![assets/backdoor-toolbox.gif](assets/backdoor-toolbox.gif)

**Backdoor-Toolbox** is a compact toolbox that integrates various backdoor attacks and defenses. We designed our toolbox with a **shallow** function call stack, which makes it easy to **read** and **transplant** by other researchers. Most codes are adapted from the original attack/defense implementation. This repo is still under heavy updates. Welcome to make your contributions for attacks/defenses that have not yet been implemented!

## Features

> You may register your own attacks, defenses and visualization methods in the corresponding files and directories.

### Attacks

**Poisoning attacks**

See [poison_tool_box/](poison_tool_box/) and [create_poisoned_set.py](create_poisoned_set.py).

- `none`: no attack
- `basic`: basic attack with a general trigger (patch, blend, etc.)
- `badnet`: basic attack with badnet patch trigger, http://arxiv.org/abs/1708.06733
- `blend`: basic attack with a single blending trigger, https://arxiv.org/abs/1712.05526
- `trojan`: basic attack with the patch trigger from trojanNN, https://docs.lib.purdue.edu/cgi/viewcontent.cgi?article=2782&context=cstech
- `clean_label`: http://arxiv.org/abs/1912.02771
- `dynamic`: http://arxiv.org/abs/2010.08138
- `SIG`: https://arxiv.org/abs/1902.11237
- `ISSBA`: invisible backdoor attack with sample-specific triggers, https://openaccess.thecvf.com/content/ICCV2021/papers/Li_Invisible_Backdoor_Attack_With_Sample-Specific_Triggers_ICCV_2021_paper.pdf
- `WaNet`: imperceptible warping-based backdoor attack, http://arxiv.org/abs/2102.10369
- `refool`: reflection backdoor, http://arxiv.org/abs/2007.02343
- `TaCT`: source specific attack, https://arxiv.org/abs/1908.00686
- `adaptive_blend`: Adap-Blend attack with a single blending trigger, https://openreview.net/forum?id=_wSHsgrVali
- `adaptive_patch`: Adap-Patch attack with `k`=4 different patch triggers, https://openreview.net/forum?id=_wSHsgrVali
- `adaptive_k_way`: adaptive attack with `k` pixel triggers, https://openreview.net/forum?id=_wSHsgrVali
- `badnet_all_to_all`: All-to-all BadNet attack
- `SleeperAgent`: http://arxiv.org/abs/2106.08970
- ... (others to be incorporated)

**Other attacks**

See [other_attacks_tool_box/](other_attacks_tool_box/) and [other_attack.py](other_attack.py).
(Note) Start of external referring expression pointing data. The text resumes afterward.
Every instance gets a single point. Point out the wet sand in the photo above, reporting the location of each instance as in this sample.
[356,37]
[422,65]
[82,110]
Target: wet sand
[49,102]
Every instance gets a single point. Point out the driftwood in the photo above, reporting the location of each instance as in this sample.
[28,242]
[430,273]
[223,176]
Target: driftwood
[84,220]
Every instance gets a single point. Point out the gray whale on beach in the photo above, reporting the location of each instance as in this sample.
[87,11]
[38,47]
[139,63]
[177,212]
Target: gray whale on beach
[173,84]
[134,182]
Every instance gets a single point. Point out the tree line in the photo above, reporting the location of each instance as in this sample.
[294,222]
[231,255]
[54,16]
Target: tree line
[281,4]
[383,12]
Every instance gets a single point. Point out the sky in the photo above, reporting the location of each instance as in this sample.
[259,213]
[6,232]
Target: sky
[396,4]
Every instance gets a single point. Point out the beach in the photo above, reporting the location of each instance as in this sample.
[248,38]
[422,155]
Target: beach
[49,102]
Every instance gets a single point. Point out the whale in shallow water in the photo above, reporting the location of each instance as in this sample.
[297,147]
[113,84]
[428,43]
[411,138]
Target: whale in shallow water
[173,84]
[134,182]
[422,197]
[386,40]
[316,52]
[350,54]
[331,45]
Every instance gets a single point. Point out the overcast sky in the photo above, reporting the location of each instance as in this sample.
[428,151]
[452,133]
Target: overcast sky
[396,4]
- `TrojanNN`: https://docs.lib.purdue.edu/cgi/viewcontent.cgi?article=2782&context=cstech
- ... (others to be incorporated)


### Defenses

**Poison Cleansers**

See [cleansers_tool_box/](cleansers_tool_box/) and [cleanser.py](cleanser.py).

- `SCAn`: https://arxiv.org/abs/1908.00686
- `AC`: activation clustering, https://arxiv.org/abs/1811.03728
- `SS`: spectral signature, https://arxiv.org/abs/1811.00636
- `SPECTRE`: https://arxiv.org/abs/2104.11315
- `Strip` (modified as a poison cleanser): http://arxiv.org/abs/1902.06531
- `SentiNet` (modified as a poison cleanser): https://ieeexplore.ieee.org/abstract/document/9283822
- `Frequency`: https://openaccess.thecvf.com/content/ICCV2021/html/Zeng_Rethinking_the_Backdoor_Attacks_Triggers_A_Frequency_Perspective_ICCV_2021_paper.html
- `CT`: confusion training, https://arxiv.org/abs/2205.13616 (deprecated, refer to [the official repository](https://github.com/Unispac/Fight-Poison-With-Poison/tree/master) for the latest version)

**Other Defenses**

See [other_defenses_tool_box/](other_defenses_tool_box/) and [other_defense.py](other_defense.py).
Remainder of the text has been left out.